Open ForeverZer0 opened 5 years ago

ForeverZer0 commented 5 years ago

When implementing bindings for native code, the more modern and preferred way is to inherit and implement from SafeHandle class. There are many benefits, and at the very least will simplify the typical dispose pattern and eliminate the need for any destructor.

Kyle-Gagner commented 4 years ago

I will evaluate this and get back to you on it.

Kyle-Gagner commented 4 years ago

Actually, I'm not sure I understand your request. Would this change the API surface (remove IDisposable from public types) or just implementation details (use SafeHandle where possible to ensure unmanaged resources are cleaned up)?

ForeverZer0 commented 4 years ago

It wouldn't change the API at all. A Safehandle is an IDisposable, and considering that wrappers in the library don't even inherit from anything other than Object, it would simply be a matter adding the inheritance, calling the constructor, and implementing the ReleaseHandle method. You could then remove all the boiler-plate code with Dispose(), Dispose(bool), and the destructor.
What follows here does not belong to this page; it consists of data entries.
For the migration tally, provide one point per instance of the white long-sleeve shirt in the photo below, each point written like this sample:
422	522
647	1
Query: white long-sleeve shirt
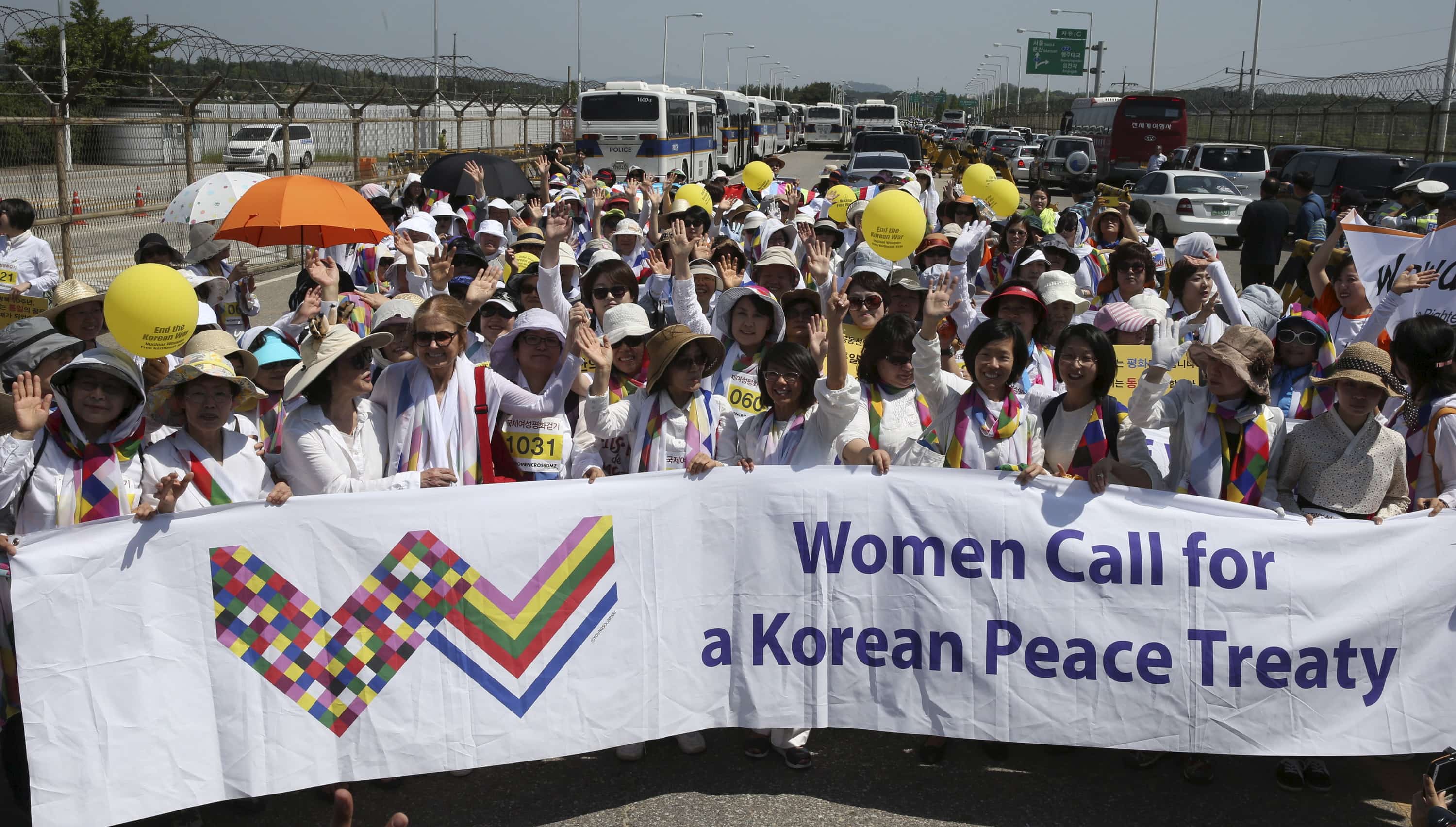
33	261
321	459
823	426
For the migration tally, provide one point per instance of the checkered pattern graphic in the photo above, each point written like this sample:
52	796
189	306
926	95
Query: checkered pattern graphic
334	666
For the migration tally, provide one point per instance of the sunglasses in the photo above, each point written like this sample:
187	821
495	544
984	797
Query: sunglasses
616	292
1302	337
426	338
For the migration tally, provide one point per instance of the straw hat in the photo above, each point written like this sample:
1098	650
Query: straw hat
663	348
196	366
322	351
223	344
1247	351
70	293
1363	362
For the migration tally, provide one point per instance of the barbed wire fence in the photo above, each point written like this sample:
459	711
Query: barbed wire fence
101	153
1392	111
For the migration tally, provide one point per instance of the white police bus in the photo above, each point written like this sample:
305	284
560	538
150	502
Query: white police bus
660	129
826	126
734	121
876	116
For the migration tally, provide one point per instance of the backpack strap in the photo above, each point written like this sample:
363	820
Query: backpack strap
1430	445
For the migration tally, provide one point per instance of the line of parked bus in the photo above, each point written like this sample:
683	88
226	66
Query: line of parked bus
666	129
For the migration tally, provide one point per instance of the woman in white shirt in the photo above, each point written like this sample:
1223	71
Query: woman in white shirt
430	402
204	463
27	261
338	442
1076	426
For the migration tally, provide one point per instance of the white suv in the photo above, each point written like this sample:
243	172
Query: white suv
260	146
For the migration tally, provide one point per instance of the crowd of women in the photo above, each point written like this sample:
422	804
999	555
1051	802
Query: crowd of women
595	328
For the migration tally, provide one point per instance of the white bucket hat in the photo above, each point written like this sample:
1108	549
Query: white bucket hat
1058	286
624	321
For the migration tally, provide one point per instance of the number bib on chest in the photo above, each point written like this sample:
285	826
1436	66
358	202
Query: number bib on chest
743	394
536	445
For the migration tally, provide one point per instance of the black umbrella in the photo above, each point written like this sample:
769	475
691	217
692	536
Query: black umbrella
503	177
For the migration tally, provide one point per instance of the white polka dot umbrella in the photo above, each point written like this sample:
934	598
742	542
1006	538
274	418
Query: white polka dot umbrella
210	198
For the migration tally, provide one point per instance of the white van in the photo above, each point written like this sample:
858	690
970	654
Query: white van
1245	165
260	146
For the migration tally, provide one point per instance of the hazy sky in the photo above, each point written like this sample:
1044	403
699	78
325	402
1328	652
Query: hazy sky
857	40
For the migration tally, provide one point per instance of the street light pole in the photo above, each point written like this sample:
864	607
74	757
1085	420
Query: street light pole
702	59
666	18
1088	81
728	70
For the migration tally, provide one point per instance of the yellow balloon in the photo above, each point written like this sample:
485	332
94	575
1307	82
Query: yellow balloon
150	309
1002	197
758	175
977	180
893	225
696	196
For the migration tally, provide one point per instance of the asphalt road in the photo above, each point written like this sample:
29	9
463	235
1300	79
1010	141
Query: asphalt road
860	778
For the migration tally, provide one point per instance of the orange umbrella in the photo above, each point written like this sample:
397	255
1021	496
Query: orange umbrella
302	210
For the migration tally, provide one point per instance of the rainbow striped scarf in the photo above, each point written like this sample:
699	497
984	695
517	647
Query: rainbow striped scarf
699	431
972	408
1094	445
97	474
877	414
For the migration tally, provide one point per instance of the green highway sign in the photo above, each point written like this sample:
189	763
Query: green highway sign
1047	56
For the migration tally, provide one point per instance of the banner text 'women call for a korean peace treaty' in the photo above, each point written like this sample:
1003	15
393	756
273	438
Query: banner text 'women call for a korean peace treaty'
254	650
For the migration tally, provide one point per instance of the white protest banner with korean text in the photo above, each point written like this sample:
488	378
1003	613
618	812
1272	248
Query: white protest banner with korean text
254	650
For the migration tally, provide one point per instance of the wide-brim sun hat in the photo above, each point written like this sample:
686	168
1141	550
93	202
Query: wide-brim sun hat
196	366
1247	351
1363	362
664	347
318	354
723	311
503	356
1059	286
72	293
223	344
625	321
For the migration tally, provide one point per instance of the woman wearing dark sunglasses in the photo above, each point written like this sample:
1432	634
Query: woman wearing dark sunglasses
430	401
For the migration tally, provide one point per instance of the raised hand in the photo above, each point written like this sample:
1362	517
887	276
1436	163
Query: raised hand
31	405
557	231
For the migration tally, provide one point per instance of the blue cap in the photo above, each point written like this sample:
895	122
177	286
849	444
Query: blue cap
274	351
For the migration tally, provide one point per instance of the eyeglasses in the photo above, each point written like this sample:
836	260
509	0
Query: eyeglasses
536	341
426	338
616	292
1302	337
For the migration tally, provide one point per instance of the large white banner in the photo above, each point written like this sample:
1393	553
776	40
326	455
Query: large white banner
257	650
1384	254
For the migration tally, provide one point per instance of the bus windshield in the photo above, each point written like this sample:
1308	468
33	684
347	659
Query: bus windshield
621	107
876	113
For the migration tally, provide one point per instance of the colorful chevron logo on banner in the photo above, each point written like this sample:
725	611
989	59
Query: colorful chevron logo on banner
334	666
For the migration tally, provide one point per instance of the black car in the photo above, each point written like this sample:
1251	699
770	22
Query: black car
1280	155
1340	172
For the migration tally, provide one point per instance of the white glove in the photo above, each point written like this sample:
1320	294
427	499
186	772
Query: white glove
970	242
1168	351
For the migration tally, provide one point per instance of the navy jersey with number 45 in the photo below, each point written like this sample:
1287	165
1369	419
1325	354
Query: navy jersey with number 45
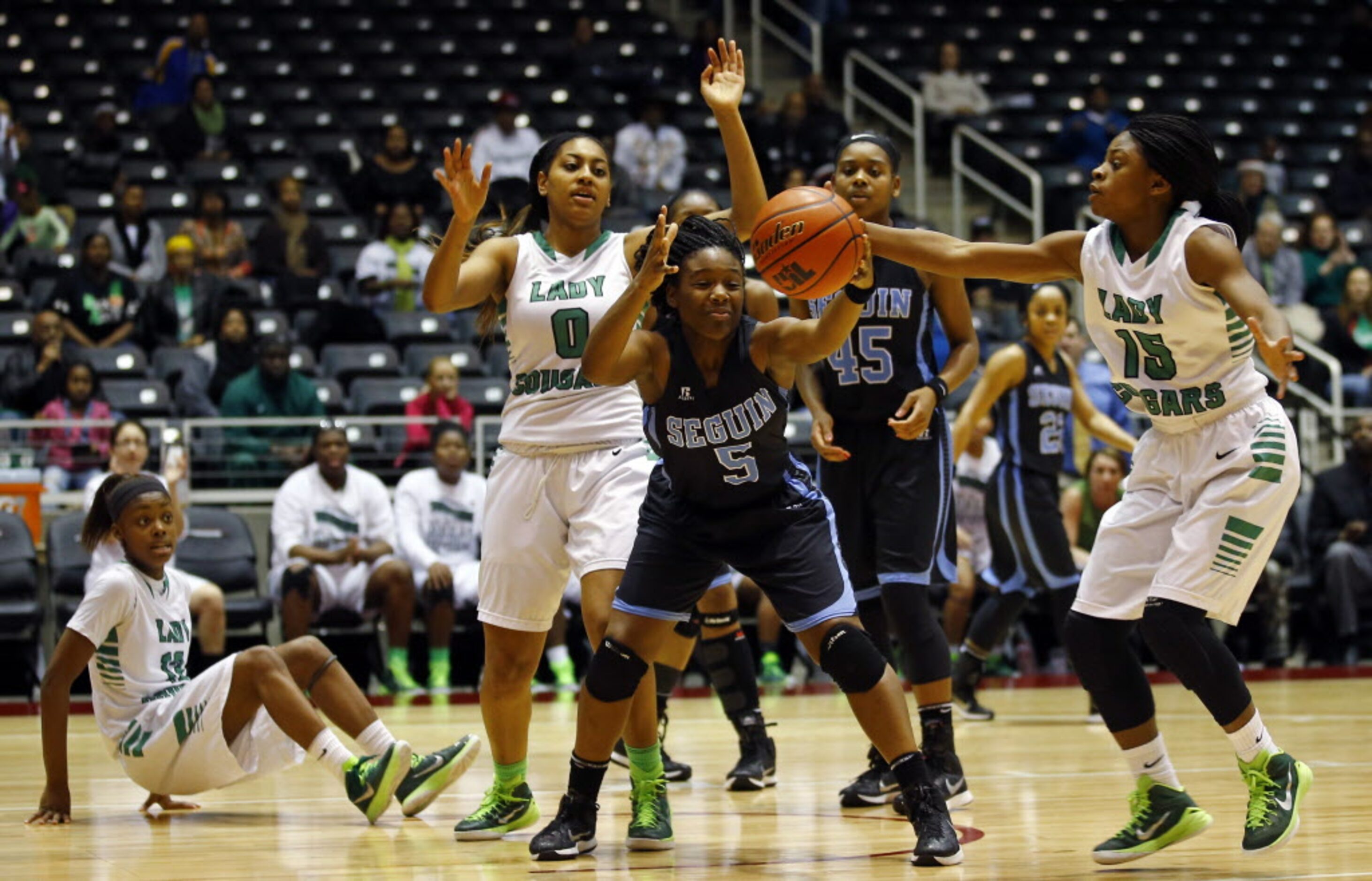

The documentation on the SafeHandle class have some full examples on replacing the legacy-style dispose pattern that uses destructors, it is pretty painless to implement.

Kyle-Gagner commented 4 years ago

I see what you're saying now. To keep a clean API surface I would not inherit from SafeHandle on public types, but I might create internal implementations of SafeHandle to simplify the disposal of unmanaged resources. That keeps good separation of concerns between API and implementation. Right now, I don't even have XML docs on all public API members. I'm hoping to put some more effort into this project soon, so XML docs and other public API concerns will come first, then I will look at this issue. Thanks for the feedback.